To Have or to Do

To Have or to Do 150 150 IEEE Pulse

Twenty years from now you will be more disappointed by the things that you didn’t do than by the ones you did do. So, throw off the bowlines. Sail away from the safe harbor. Catch the trade winds in your sails. Explore. Dream. Discover.
—Mark Twain

It was just months after I had taken an assistant professor position at the University of Maryland when it happened. My home was 75 miles away, so, while looking for a house closer to the university, I rented a room in a quiet residential neighborhood in Silver Spring, Maryland. It was just a few miles from the university, and I stayed in that room two nights a week and commuted home to my family on Tuesday and Thursday nights.
One night, after working at my office until about 9:30 or 10 p.m. until I was quite tired, I got into my car and drove the half-hour to my room.
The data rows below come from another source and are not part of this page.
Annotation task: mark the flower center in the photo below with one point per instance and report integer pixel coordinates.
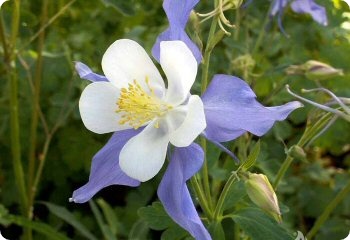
(139, 107)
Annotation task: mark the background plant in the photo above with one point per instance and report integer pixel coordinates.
(46, 151)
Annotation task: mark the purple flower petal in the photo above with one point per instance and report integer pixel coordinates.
(231, 109)
(105, 170)
(173, 192)
(86, 73)
(317, 12)
(178, 12)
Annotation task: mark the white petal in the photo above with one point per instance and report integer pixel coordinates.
(97, 106)
(180, 67)
(143, 155)
(125, 61)
(192, 126)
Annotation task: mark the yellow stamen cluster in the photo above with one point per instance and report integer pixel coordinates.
(139, 107)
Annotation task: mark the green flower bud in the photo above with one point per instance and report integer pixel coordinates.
(314, 70)
(297, 153)
(262, 194)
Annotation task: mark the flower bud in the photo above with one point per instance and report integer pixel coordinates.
(262, 194)
(236, 3)
(297, 152)
(314, 70)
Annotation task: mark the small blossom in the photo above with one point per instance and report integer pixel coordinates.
(262, 194)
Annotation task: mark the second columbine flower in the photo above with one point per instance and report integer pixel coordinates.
(136, 97)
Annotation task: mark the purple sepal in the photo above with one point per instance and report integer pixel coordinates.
(231, 109)
(105, 170)
(86, 73)
(174, 194)
(178, 12)
(317, 12)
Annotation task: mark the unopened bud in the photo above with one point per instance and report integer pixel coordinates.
(236, 3)
(297, 152)
(314, 70)
(262, 194)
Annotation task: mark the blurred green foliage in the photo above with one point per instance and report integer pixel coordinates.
(83, 31)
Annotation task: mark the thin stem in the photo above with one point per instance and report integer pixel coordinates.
(329, 209)
(14, 109)
(3, 39)
(323, 107)
(262, 31)
(51, 20)
(308, 134)
(36, 108)
(335, 98)
(201, 198)
(204, 82)
(218, 210)
(282, 171)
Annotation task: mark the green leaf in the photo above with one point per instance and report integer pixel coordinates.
(260, 226)
(106, 231)
(68, 217)
(122, 6)
(109, 214)
(39, 227)
(253, 156)
(174, 233)
(155, 216)
(139, 230)
(216, 231)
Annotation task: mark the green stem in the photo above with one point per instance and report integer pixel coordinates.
(41, 165)
(35, 110)
(218, 210)
(262, 31)
(201, 198)
(282, 171)
(204, 83)
(329, 209)
(3, 39)
(14, 109)
(51, 20)
(308, 134)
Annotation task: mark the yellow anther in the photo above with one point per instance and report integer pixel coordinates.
(139, 106)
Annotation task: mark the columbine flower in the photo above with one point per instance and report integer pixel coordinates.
(135, 97)
(178, 12)
(317, 12)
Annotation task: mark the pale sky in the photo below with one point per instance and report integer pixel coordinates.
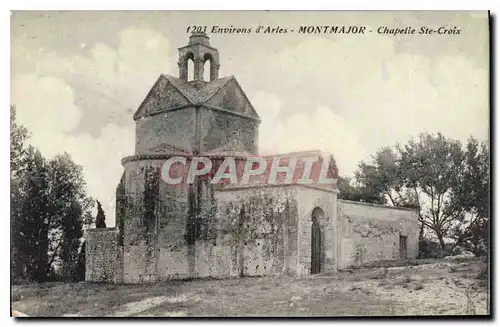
(77, 78)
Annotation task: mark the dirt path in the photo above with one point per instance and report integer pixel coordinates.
(433, 289)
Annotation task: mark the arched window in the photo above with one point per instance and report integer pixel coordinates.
(207, 67)
(190, 66)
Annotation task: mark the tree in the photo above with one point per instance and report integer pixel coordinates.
(430, 166)
(350, 190)
(71, 211)
(18, 137)
(34, 216)
(49, 209)
(449, 186)
(100, 219)
(471, 193)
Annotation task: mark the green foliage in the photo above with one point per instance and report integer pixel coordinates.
(447, 183)
(49, 209)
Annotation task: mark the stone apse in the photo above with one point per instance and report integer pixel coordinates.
(200, 229)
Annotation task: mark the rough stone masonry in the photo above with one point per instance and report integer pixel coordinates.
(200, 229)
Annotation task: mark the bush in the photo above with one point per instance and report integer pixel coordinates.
(428, 249)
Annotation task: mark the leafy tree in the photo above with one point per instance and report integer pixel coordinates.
(18, 137)
(449, 186)
(33, 223)
(49, 209)
(350, 190)
(471, 193)
(430, 166)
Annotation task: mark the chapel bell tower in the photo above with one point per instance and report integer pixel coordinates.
(199, 51)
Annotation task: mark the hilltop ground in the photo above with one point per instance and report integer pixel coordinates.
(438, 288)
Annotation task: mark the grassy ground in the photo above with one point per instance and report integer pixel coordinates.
(437, 288)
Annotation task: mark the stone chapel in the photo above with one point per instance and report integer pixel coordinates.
(200, 230)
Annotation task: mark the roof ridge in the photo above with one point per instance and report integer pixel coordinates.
(174, 84)
(210, 96)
At that time of night, the neighborhood where I was staying was habitually quiet and the streets deserted. On this evening, however, there was a man wandering the street where I lived. He didn’t seem to have any particular destination, and he appeared to be out of place in that area. I thought this was strange, but I was too tired to be as cautious as I should have been, so I drove by him and parked my car. At about the same time as I was getting out of my car, he had caught up to where I was parked. He asked if I could help him. I turned toward him to answer him, and it was then that he pulled a handgun from his clothes and pointed it at my midgut.
“Give it to me,” he said.
I didn’t know what he was talkingabout, so I asked, “What?”
“Your wallet,” he said.
I was so tired that I just gave it to him, but I did think briefly that I had promised my second daughter I would give my wallet to her when I was done with it. He then put away his gun and ran off. I saw nothing of either him (or my wallet) ever again.
I briefly considered following him, but, as tired as I was, I thought better of that course of action and went inside and called the police. They took forever to come.
In that wallet was a US$20 bill (it was, after all, 1975, and US$20 was a lot of money then). So the money, my Social Security card, my driver’s license, and several other pictures and cards that had been in my possession, some of them since grade school, had been taken from me.
I missed those things, but I was able to replace the most important of them. Nevertheless, as I look back on that experience, I realize that I have gotten more than my US$20 worth by the telling of that experience. Living through that episode has been revealed to me as more important than the things I lost. The story continues to be worth more than the wallet.
Leaf Van Boven and Thomas Gilovich [1] published a paper that explored the dichotomy between buying something tangible or spending the same amount of money on experiential episodes. It turns out, they found, that experiences make us happier than do possessions. Experiences help to define our personas and also tend to foster social interactions, whereas we can become so familiar with possessions that we lose awareness of them. Experiences are renewed every time we think of them or share them with others. We get almost none of this with material things. In this regard, I am reminded of a suggestion from Omar Khayyam: “If of mortal goods thou art bereft, and of thy slender store two loaves alone to thee are left, sell one, and with the dole, buy hyacinths to feed thy soul.”
Years ago, in my first few years of selling fruit at the Bel Air (Maryland) Farmers’ Market, I noticed that people would sometimes complain about the price I had put on my apples, but that these same people would spend more money on a small bunch of preserved flowers sold by a nearby vendor. My interpretation of their behavior is that the apples would be eaten and gone in a short period of time. The flowers, however, would last much longer and maintain their visible value far into the future. There was no recognition of the overwhelming nutritional advantages of the apples over the inedible flowers, but these potential customers obviously valued the longer term over the transient and spent their money accordingly.
Realizing this, when we have a choice of buying something or participating in something, the latter choice will return much more to us than will the former. Spending one’s hard-earned cash on something that could turn into an adventure or add to one’s store of knowledge pays off in the long run more than buying that newest widget, no matter how cool it is at the time.
This applies to professional activities, as well. I always thought that attendance at professional meetings was important, even if the meeting expenses came from my own pocket. I have heard just the opposite from others, but I never regretted my choices to pay my own way to attend.


  • L. Van Boven and T. Gilovich, “To do or to have? That is the question,” J. Personality Soc. Psych., vol. 85, no. 6, pp. 1193–1202, 2003.